Hacking with USB keyboard emulators
It's common knowledge that, due to the risk of infection, caution needs to be exercised when connecting USB flash drives to a PC. What's not so well known is that modified USB devices can also pose as keyboards and immediately pass keystrokes to a victim's system.
Depending on the operating system, just a few emulated keystrokes can be enough to sabotage or infect a system – mouse emulation is also possible. In contrast to USB flash drives, when a keyboard is connected the operating system will not usually display a window requesting permission to use the device. A user may not even be aware that a modified USB device posing as a human interface device (HID) has been connected to his or her system. Under Windows a pop-up window is briefly displayed, but under Linux only a glance at the logs will reveal that this has occurred.
Until recently, hackers were using micro-controller boards with USB support, such as the Teensy USB Development Board, for such attacks. This kind of hardware has been used to hack the PS3, for example. At the recent Black Hat Conference, however, security specialists Angelos Stavrou and Zhaohui Wang presented a talk on how to hack PCs without the aid of specialist hardware. By applying a simple modification to the USB stack on an Android mobile, they were able to make it pose as a keyboard when connected to a computer.

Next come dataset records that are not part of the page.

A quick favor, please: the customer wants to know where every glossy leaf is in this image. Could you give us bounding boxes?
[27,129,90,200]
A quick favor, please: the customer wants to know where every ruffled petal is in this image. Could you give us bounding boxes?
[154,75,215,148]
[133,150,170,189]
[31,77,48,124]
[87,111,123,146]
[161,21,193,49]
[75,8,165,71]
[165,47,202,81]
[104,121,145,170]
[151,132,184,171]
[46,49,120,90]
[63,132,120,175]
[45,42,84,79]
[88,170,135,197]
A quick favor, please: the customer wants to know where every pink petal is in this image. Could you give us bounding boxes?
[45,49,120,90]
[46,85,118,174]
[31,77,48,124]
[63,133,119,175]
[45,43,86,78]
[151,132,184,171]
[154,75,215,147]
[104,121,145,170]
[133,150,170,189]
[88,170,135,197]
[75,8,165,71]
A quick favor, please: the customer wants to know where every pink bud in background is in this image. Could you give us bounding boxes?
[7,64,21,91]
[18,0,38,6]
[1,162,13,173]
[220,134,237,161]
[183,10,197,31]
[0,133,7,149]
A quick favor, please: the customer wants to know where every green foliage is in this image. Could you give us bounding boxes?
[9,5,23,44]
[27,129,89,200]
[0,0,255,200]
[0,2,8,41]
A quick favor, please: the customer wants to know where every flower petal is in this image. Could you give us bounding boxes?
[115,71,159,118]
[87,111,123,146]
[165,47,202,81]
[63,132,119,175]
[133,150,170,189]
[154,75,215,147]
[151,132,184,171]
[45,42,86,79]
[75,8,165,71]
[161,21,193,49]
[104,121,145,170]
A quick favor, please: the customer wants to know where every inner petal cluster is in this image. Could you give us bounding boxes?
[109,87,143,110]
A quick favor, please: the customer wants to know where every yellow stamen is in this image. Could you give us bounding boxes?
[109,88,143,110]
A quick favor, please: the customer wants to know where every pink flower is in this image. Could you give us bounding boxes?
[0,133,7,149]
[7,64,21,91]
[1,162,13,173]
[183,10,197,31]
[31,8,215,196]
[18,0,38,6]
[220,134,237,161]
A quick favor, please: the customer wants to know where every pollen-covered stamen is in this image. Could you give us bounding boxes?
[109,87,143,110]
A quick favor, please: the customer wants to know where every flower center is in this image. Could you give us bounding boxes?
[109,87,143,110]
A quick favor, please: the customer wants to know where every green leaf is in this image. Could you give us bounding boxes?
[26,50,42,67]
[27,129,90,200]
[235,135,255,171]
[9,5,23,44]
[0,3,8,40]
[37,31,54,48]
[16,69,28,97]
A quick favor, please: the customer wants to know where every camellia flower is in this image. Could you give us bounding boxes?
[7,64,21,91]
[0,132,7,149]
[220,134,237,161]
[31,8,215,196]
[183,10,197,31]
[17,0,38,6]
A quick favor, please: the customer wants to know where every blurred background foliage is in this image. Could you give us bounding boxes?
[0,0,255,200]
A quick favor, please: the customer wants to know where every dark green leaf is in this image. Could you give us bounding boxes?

Stavrou and Wang have not so far made their software publicly available. However, toolkits for programming and loading the Teensy board with special payloads have been around for a while. The Social Engineering Toolkit, for example, works in combination with the Metasploit exploit framework to open a shell on the target system which can be accessed via a local network.
The idea of using crafted USB devices originally arose some (German language link) years ago as a joke. A prank gadget, available as the Phantom Keystroker, is designed to drive colleagues or partners mad by emulating keystrokes and mouse movements. ThinkGeek, the company behind the Phantom, is keen to emphasise that version 2.0 of the device never actuates the left mouse button or the enter key, ensuring that it can't cause any actual damage.